RTÉ lyric fm
- Limerick; Ireland;
- Broadcast area: Republic of Ireland, Malta and Northern Ireland Worldwide (mainly the United Kingdom on satellite)
- Frequencies: FM 96.7–99.6 (95.2 northeast) MHz Digital terrestrial television DAB+: 6C Digi B (Malta)
- RDS: RTElyric

Programming
- Languages: English, Irish
- Format: Classical music, jazz, film music, and arts

Ownership
- Owner: Raidió Teilifís Éireann (RTÉ)
- Sister stations: RTÉ Radio 1 RTÉ 2fm RTÉ Raidió na Gaeltachta RTÉ Gold

History
- First air date: 6 November 1984 (as FM3 Classical Music) 1 May 1999 (as Lyric FM)
- Former names: FM3 Classical Music (1984–1999)

Links
- Webcast: WMA, Real
- Website: rte.ie/lyricfm/

= RTÉ lyric fm =

Irish classical-music and arts radio station

RTÉ Lyric FM (stylised as RTÉ lyric fm) is an Irish classical music, jazz and arts radio station, owned and operated by RTÉ. The station, which is based in Limerick, was launched in 1999 and is available on 96-99 FM throughout Ireland (in some areas also on DAB), on Sky Digital satellite in Ireland and the United Kingdom, and via the Internet worldwide.

As of 2025, RTÉ Lyric FM attracts a weekday audience share of 2.8%. The current head of the station is Sinéad Wylde.

==History==
RTÉ Lyric FM developed from FM3 Classical Music, which began broadcasting on 6 November 1984. FM3 broadcast classical music on the RTÉ Raidió na Gaeltachta network at breakfast time, lunchtime and in the evenings. The station was rarely marketed, except via promotions on RTÉ Radio 1, and had low listenership ratings. It was probably best known for occasionally simulcasting the stereo soundtrack of movies being shown on the RTÉ television channels prior to RTÉ's deployment of NICAM digital stereo.

As Raidió na Gaeltachta expanded broadcast hours, FM3's service hours changed to 19:30–01:00 and 06:30–08:00. Eventually it stayed on air until breakfast time when RnaG resumed broadcasting.

On 1 May 1999, RTÉ put in place an additional national FM transmitter network, and it was decided to separate FM3 from Radio na Gaeltachta, and expand its remit to include other types of minority music. The resulting station was Lyric FM (currently styled RTÉ lyric fm). It also moved from Dublin to Limerick as part of a policy of regionalisation. At the time of the station's launch, RTÉ lyric fm's digital studios in Cornmarket Row, Limerick, were the most advanced in the country.

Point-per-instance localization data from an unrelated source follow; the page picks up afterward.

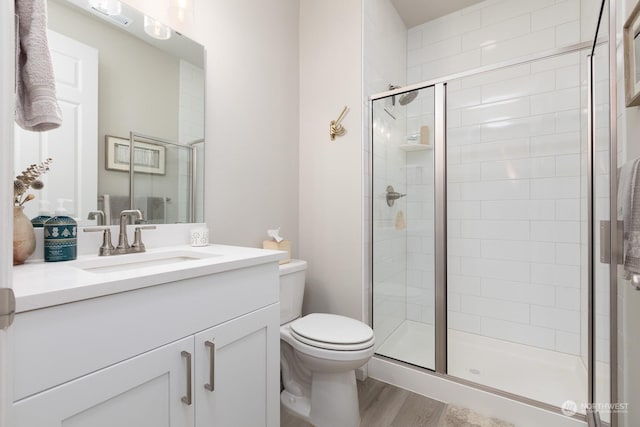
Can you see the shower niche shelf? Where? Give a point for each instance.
(415, 147)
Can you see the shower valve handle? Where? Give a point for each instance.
(392, 195)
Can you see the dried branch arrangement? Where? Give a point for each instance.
(29, 179)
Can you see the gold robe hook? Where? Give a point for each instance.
(335, 128)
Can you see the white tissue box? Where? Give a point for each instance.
(284, 245)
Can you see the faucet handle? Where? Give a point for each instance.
(137, 237)
(107, 247)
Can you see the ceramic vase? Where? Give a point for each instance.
(24, 238)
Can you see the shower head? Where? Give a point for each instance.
(406, 98)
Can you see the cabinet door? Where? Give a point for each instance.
(237, 379)
(144, 391)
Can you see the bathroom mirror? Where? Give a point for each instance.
(631, 40)
(117, 73)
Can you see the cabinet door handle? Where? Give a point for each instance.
(212, 365)
(187, 399)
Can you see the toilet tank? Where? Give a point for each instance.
(292, 278)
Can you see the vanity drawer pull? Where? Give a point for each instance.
(187, 399)
(212, 365)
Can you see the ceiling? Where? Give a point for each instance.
(415, 12)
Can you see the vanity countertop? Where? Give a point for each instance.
(43, 284)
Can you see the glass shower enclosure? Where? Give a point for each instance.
(486, 188)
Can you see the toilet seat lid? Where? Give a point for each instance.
(332, 329)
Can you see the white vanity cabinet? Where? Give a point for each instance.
(142, 358)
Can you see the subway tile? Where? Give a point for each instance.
(568, 165)
(449, 26)
(464, 322)
(510, 9)
(494, 111)
(495, 190)
(556, 231)
(568, 121)
(518, 209)
(543, 252)
(500, 150)
(464, 285)
(558, 100)
(555, 15)
(466, 172)
(568, 210)
(496, 76)
(464, 247)
(556, 62)
(568, 298)
(521, 86)
(451, 64)
(538, 41)
(464, 97)
(567, 253)
(504, 230)
(568, 34)
(517, 250)
(442, 49)
(555, 188)
(543, 295)
(494, 269)
(463, 135)
(555, 144)
(568, 77)
(496, 309)
(506, 169)
(542, 167)
(490, 34)
(516, 332)
(564, 320)
(557, 275)
(567, 342)
(464, 209)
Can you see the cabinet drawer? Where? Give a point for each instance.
(57, 344)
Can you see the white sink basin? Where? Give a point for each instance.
(114, 263)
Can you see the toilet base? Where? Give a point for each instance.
(334, 401)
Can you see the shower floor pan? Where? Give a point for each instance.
(544, 375)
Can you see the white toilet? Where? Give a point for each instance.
(319, 354)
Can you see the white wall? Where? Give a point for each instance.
(628, 298)
(331, 215)
(251, 125)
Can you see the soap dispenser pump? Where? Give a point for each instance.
(44, 214)
(60, 235)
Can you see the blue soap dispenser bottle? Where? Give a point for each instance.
(60, 235)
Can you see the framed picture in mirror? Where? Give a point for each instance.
(631, 40)
(148, 158)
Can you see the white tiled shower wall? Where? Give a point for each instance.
(514, 185)
(385, 51)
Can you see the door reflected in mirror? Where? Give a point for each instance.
(113, 78)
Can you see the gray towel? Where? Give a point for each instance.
(629, 210)
(37, 108)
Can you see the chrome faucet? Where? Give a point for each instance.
(98, 216)
(123, 241)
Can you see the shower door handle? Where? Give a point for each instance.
(605, 239)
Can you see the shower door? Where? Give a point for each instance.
(403, 226)
(484, 190)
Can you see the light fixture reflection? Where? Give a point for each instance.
(108, 7)
(156, 29)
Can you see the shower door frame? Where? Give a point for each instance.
(440, 223)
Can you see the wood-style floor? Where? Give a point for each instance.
(384, 405)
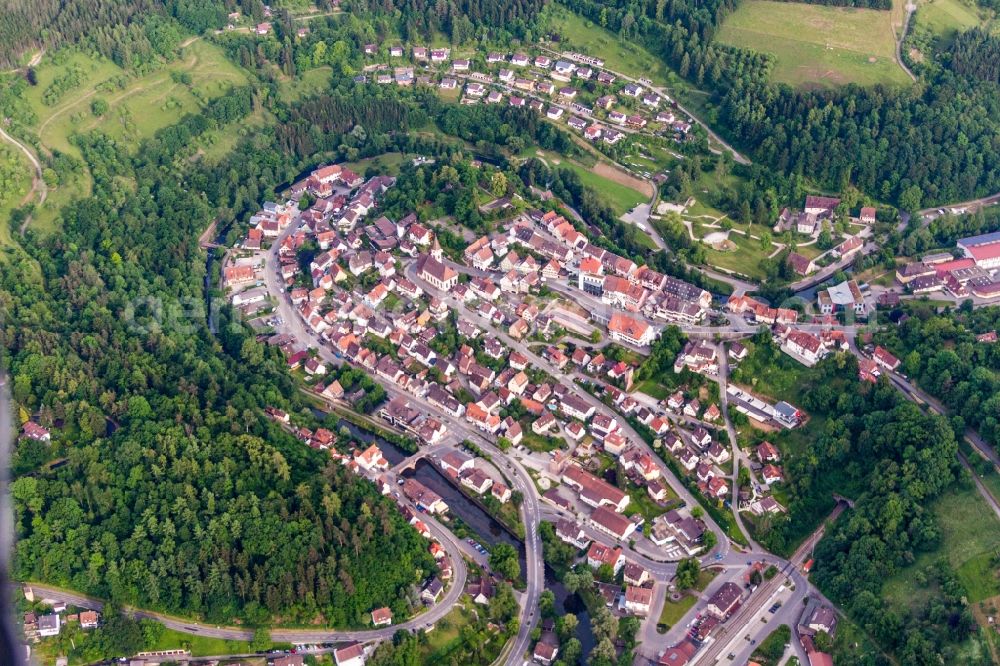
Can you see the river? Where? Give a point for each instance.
(488, 531)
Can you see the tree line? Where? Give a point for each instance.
(893, 460)
(176, 493)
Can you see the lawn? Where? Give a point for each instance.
(640, 502)
(851, 643)
(743, 255)
(386, 162)
(138, 107)
(818, 46)
(15, 183)
(672, 613)
(200, 646)
(773, 374)
(446, 635)
(946, 17)
(307, 83)
(621, 198)
(970, 539)
(540, 444)
(653, 388)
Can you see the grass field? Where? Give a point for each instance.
(387, 162)
(621, 198)
(200, 646)
(744, 257)
(945, 17)
(308, 82)
(15, 183)
(138, 107)
(970, 539)
(818, 46)
(581, 34)
(673, 612)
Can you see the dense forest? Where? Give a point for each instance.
(460, 20)
(176, 493)
(976, 53)
(940, 352)
(893, 460)
(916, 147)
(113, 26)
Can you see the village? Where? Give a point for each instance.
(470, 348)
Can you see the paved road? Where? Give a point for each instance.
(37, 182)
(737, 452)
(825, 273)
(662, 92)
(459, 429)
(538, 362)
(424, 620)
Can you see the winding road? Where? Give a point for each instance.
(421, 621)
(37, 182)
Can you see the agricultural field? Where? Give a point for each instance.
(15, 183)
(970, 540)
(818, 46)
(103, 97)
(583, 35)
(617, 188)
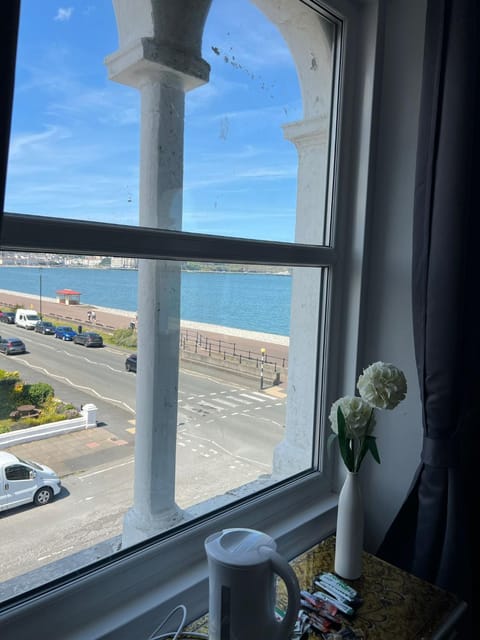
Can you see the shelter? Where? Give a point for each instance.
(67, 296)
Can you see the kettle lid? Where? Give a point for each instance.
(239, 546)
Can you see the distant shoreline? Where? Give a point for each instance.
(186, 324)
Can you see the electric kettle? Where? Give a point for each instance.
(243, 565)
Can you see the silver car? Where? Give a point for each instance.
(9, 346)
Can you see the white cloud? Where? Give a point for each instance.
(63, 14)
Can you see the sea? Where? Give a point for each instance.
(250, 301)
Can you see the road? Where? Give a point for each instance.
(227, 431)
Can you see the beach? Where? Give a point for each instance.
(109, 319)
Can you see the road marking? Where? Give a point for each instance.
(239, 400)
(203, 403)
(226, 402)
(246, 395)
(105, 469)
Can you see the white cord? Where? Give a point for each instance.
(179, 632)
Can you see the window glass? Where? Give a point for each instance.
(229, 402)
(246, 134)
(17, 472)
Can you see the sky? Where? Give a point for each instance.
(74, 149)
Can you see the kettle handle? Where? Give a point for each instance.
(285, 571)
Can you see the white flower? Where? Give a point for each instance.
(382, 385)
(357, 413)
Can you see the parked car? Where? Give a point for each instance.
(89, 339)
(24, 481)
(45, 327)
(7, 316)
(131, 363)
(9, 346)
(26, 318)
(65, 333)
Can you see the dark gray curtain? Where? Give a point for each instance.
(8, 41)
(434, 535)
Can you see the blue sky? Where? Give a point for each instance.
(75, 134)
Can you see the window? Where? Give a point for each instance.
(17, 472)
(238, 215)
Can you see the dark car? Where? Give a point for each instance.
(9, 346)
(88, 339)
(45, 327)
(7, 316)
(65, 333)
(131, 363)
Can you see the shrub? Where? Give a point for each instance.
(37, 393)
(9, 382)
(125, 338)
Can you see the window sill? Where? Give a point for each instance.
(125, 596)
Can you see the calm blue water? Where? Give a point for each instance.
(256, 302)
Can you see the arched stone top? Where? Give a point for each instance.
(165, 37)
(160, 40)
(311, 43)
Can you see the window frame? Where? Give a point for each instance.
(128, 594)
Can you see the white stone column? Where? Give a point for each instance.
(163, 77)
(161, 182)
(294, 453)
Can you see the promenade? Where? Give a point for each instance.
(70, 453)
(107, 319)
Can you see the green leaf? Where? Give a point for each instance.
(344, 442)
(372, 447)
(362, 452)
(331, 438)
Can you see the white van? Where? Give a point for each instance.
(24, 481)
(26, 318)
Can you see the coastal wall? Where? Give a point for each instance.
(224, 348)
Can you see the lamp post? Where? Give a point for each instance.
(262, 351)
(40, 287)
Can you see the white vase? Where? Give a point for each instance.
(349, 534)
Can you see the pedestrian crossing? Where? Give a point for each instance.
(229, 402)
(232, 402)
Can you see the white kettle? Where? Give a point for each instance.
(243, 565)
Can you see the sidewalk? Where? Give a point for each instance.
(74, 452)
(77, 451)
(111, 319)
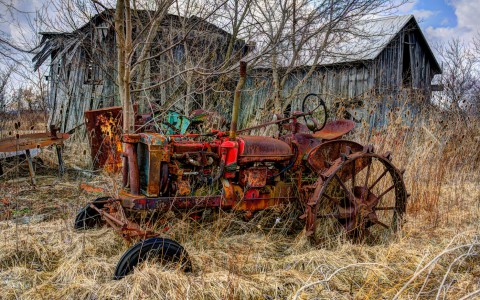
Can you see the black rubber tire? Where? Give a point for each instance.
(163, 248)
(87, 217)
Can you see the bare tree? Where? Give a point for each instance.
(460, 78)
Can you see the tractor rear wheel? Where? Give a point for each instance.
(166, 251)
(361, 196)
(87, 217)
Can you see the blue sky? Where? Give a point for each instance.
(442, 20)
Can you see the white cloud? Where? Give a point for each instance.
(467, 13)
(421, 14)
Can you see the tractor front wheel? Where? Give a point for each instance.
(165, 251)
(361, 196)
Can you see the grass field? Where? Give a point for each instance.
(435, 256)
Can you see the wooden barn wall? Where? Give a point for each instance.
(71, 93)
(334, 84)
(78, 81)
(391, 90)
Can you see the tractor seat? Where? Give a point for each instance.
(335, 129)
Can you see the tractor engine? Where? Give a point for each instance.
(246, 171)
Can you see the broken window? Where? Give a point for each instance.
(406, 64)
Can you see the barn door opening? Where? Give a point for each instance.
(406, 64)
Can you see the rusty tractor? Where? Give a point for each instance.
(339, 186)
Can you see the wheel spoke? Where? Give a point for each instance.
(350, 196)
(333, 200)
(366, 181)
(386, 208)
(376, 221)
(384, 193)
(329, 216)
(378, 180)
(353, 174)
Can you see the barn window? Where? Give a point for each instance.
(407, 65)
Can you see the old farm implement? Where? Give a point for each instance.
(338, 186)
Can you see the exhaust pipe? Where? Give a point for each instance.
(236, 100)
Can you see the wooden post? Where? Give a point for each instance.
(30, 167)
(61, 168)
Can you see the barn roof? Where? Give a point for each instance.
(66, 41)
(363, 41)
(371, 36)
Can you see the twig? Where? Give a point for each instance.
(332, 275)
(434, 260)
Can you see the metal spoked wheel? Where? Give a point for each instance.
(155, 250)
(361, 196)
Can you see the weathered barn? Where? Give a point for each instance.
(387, 64)
(83, 65)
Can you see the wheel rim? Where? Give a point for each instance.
(361, 196)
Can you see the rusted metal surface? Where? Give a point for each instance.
(132, 165)
(255, 177)
(104, 127)
(163, 172)
(29, 141)
(236, 100)
(261, 148)
(335, 129)
(323, 156)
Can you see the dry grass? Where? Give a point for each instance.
(434, 257)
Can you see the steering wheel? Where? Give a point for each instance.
(169, 125)
(311, 108)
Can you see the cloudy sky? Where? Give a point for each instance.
(442, 20)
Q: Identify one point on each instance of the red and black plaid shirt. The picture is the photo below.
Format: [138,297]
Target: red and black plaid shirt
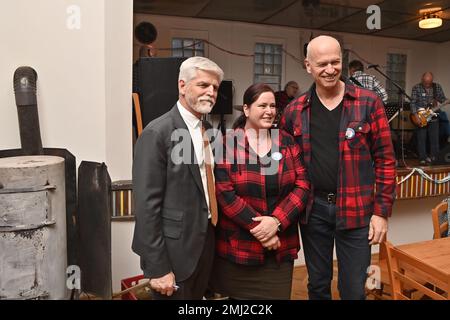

RTÉ Lyric FM won PPI National Station of the Year for the second time in 2004.

In May 2009, the station celebrated ten years of broadcasting. This was celebrated with a concert by the RTÉ National Symphony Orchestra and RTÉ Philharmonic Choir. Current presenters include Marty Whelan, George Hamilton, John Kelly, Liz Nolan, Paul Herriott, Niall Carroll, Lorcan Murray, Bernard Clarke, Aedín Gormley, and Ellen Cranitch.

As part of RTÉ's calls for better funding a Prime Time report was produced about the closing of the service, this caused public reaction calling for the service to be saved. RTÉ refuted these claims saying that they planned to move the service from Limerick city and maintain it out of Dublin and Cork. Later RTÉ attended the Oireachtas communications committee were various local representatives complained to RTÉ that the service should not be moved from Limerick City. This was followed by a large debate on funding public service broadcasters/media in Dáil Éireann, as a stop gap measure the Government granted RTÉ an extra €10 million in funding to help them fund services such as RTÉ Lyric FM, in 2020 RTÉ cut funding to Lyric FM by 16%. Funding in 2020 was €5.5m, down from €6.5m in the previous year.